The event, which also will celebrate America, starts at 7 p.m. next to the town’s 9/11 Memorial Monument. It is situated between the Franklin W. Chase Memorial Library and Windermere Town Hall, 520 Main St.
Also, from 1-3 p.m. this afternoon, the Golden Pond Communities assisted living facility, 402 Lakeview Road, Winter Garden, will host a chicken-wing cookout to honor local paramedics, police officers and firefighters.
“We wanted to honor our heroes who help our residents (at Golden Pond) and let them know how much they are appreciated,” said Allison Dion, the facility’s executive director.
The monument in Windermere features a 650-lb., scarred section of a steel beam that was salvaged from the ruins of the World Trade Center in New York. Colorful, glazed tiles top a border that encircles the base of the memorial.
This striking monument was the 2009 Eagle Scout Leadership Service project of Jeff Cox, who was a member of Boy Scout Troop 6. With the support of Bruhn, the then 15-year-old Cox wrote a letter to the Port Authority of New York and New Jersey, requesting a piece of the World Trade Center for the memorial project.
Bruhn said a judge took seven months to approve the donation of the steel beam section, which at one time was considered crime-scene evidence.
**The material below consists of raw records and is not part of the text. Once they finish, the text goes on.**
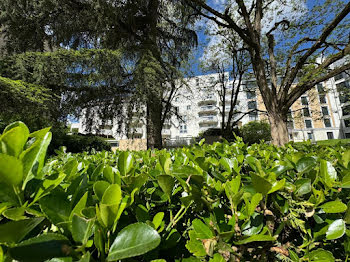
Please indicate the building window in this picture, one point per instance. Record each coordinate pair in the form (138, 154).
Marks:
(347, 122)
(330, 135)
(327, 122)
(310, 136)
(338, 77)
(323, 99)
(346, 110)
(183, 129)
(252, 105)
(308, 123)
(251, 95)
(325, 111)
(320, 88)
(306, 112)
(304, 101)
(343, 90)
(253, 117)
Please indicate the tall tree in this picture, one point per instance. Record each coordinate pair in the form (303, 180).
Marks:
(227, 56)
(282, 46)
(141, 29)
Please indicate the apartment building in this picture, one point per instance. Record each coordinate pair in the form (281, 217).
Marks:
(320, 114)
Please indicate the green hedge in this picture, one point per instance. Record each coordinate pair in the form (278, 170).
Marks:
(216, 203)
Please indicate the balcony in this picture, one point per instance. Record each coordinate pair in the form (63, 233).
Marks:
(166, 132)
(208, 120)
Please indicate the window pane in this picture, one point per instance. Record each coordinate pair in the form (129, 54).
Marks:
(251, 95)
(327, 122)
(347, 122)
(346, 110)
(306, 112)
(330, 135)
(320, 88)
(325, 111)
(304, 101)
(252, 105)
(310, 136)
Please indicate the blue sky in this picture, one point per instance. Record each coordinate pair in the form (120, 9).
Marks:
(203, 39)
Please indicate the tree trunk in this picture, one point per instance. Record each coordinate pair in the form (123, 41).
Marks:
(154, 123)
(279, 130)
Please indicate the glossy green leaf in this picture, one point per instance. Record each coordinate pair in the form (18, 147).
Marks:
(278, 185)
(328, 173)
(41, 248)
(321, 255)
(100, 187)
(125, 163)
(305, 164)
(334, 207)
(195, 246)
(260, 184)
(34, 156)
(303, 186)
(11, 170)
(14, 138)
(256, 198)
(109, 204)
(201, 229)
(157, 219)
(21, 227)
(79, 206)
(16, 213)
(166, 183)
(217, 258)
(82, 229)
(56, 208)
(255, 238)
(345, 182)
(346, 158)
(133, 240)
(336, 229)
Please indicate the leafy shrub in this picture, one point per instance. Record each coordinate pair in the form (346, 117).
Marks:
(219, 202)
(255, 131)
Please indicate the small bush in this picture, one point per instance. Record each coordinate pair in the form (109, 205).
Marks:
(255, 131)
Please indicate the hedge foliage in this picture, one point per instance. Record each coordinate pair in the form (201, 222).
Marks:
(216, 203)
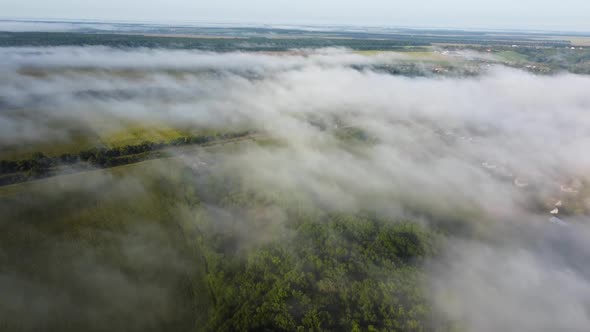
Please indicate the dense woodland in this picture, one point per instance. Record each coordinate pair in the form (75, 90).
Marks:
(246, 260)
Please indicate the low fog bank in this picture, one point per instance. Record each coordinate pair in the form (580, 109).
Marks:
(497, 152)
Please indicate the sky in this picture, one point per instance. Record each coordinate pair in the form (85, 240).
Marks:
(571, 15)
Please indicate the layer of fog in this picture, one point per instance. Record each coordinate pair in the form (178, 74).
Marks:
(444, 148)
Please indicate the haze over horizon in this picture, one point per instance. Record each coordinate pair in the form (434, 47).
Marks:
(502, 14)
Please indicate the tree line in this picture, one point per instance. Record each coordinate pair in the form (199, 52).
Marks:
(41, 165)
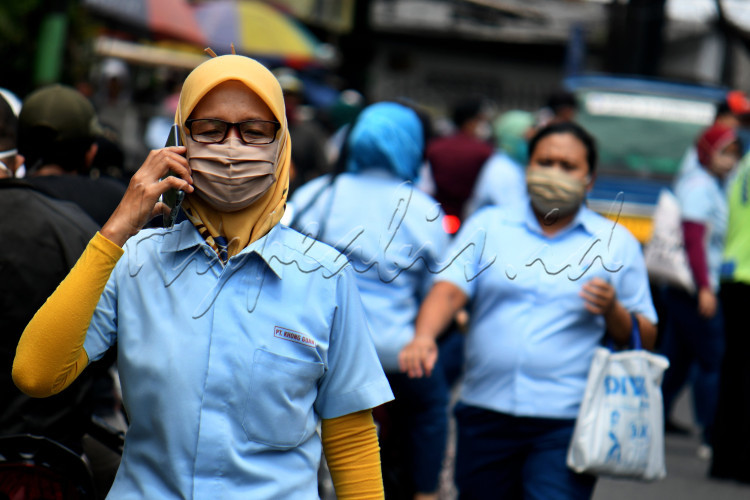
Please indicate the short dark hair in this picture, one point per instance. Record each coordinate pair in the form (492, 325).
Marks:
(57, 125)
(568, 128)
(8, 126)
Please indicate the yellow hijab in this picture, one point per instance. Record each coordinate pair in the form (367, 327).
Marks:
(251, 223)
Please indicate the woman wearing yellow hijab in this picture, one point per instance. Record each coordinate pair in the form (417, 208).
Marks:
(234, 340)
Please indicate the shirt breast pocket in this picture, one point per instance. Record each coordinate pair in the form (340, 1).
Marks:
(279, 406)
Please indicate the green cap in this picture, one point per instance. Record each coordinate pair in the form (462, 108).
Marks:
(64, 111)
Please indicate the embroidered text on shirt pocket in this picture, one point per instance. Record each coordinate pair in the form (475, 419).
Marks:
(279, 407)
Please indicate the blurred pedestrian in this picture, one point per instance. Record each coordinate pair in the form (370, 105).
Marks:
(455, 160)
(41, 240)
(57, 133)
(392, 235)
(502, 180)
(731, 444)
(543, 286)
(234, 340)
(308, 136)
(694, 327)
(729, 112)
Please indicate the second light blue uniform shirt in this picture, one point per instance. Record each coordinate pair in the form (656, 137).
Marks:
(703, 199)
(392, 234)
(227, 369)
(531, 340)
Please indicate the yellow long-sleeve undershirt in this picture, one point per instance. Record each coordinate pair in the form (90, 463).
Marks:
(50, 356)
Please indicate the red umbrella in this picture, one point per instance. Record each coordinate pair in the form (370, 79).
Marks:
(172, 19)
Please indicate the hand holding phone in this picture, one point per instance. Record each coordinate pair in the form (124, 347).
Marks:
(172, 198)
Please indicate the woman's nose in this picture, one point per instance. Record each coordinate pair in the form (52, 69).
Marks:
(234, 131)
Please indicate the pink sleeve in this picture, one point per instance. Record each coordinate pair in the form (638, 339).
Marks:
(694, 234)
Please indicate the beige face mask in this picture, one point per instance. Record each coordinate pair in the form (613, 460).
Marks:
(553, 189)
(232, 175)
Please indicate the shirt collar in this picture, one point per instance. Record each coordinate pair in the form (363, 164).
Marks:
(269, 248)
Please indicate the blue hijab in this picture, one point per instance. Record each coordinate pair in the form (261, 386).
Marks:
(387, 136)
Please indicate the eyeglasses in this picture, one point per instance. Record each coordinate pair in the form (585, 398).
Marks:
(213, 130)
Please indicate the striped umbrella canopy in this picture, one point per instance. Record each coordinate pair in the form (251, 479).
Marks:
(163, 19)
(256, 29)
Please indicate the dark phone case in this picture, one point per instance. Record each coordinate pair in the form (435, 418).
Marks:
(172, 198)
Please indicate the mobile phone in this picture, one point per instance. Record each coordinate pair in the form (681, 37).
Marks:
(173, 197)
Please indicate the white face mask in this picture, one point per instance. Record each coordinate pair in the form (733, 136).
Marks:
(232, 175)
(553, 189)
The beam includes more than a dozen protruding bolts, many of which are bent at different angles.
In addition to other tasks to create the monument, Cox and his fellow scouts painted the tiles on its border. Many of the tiles honor the victims of the attacks on the World Trade Center and the Pentagon and those who died in the crash of flight 93 in Pennsylvania.
There also are tiles that specifically honor the 60 New York Police Department officers and 343 members of the Fire Department of New York who perished in the Trade Center attack.
Cox’s project to create the 9/11 Memorial Monument took more than 2,000 hours to complete. It later was named the National Eagle Scout Service Project of the Year.
A sign on the monument that is dated Feb. 20, 2010, shares words from the late Guy F. Tozzoli, former president of the World Trade Center Association, and Byron Sutton, CEO at World Trade Center Orlando: “The flagship of our global network of World Trade Centers, a shining symbol of vision and optimism, was reduced to rubble tragically within two hours.
“But World Trade Centers everywhere, including World Trade Center Orlando, responded with one voice. We must redouble our work to bring the world together through international commerce. It is the surest path to world peace.”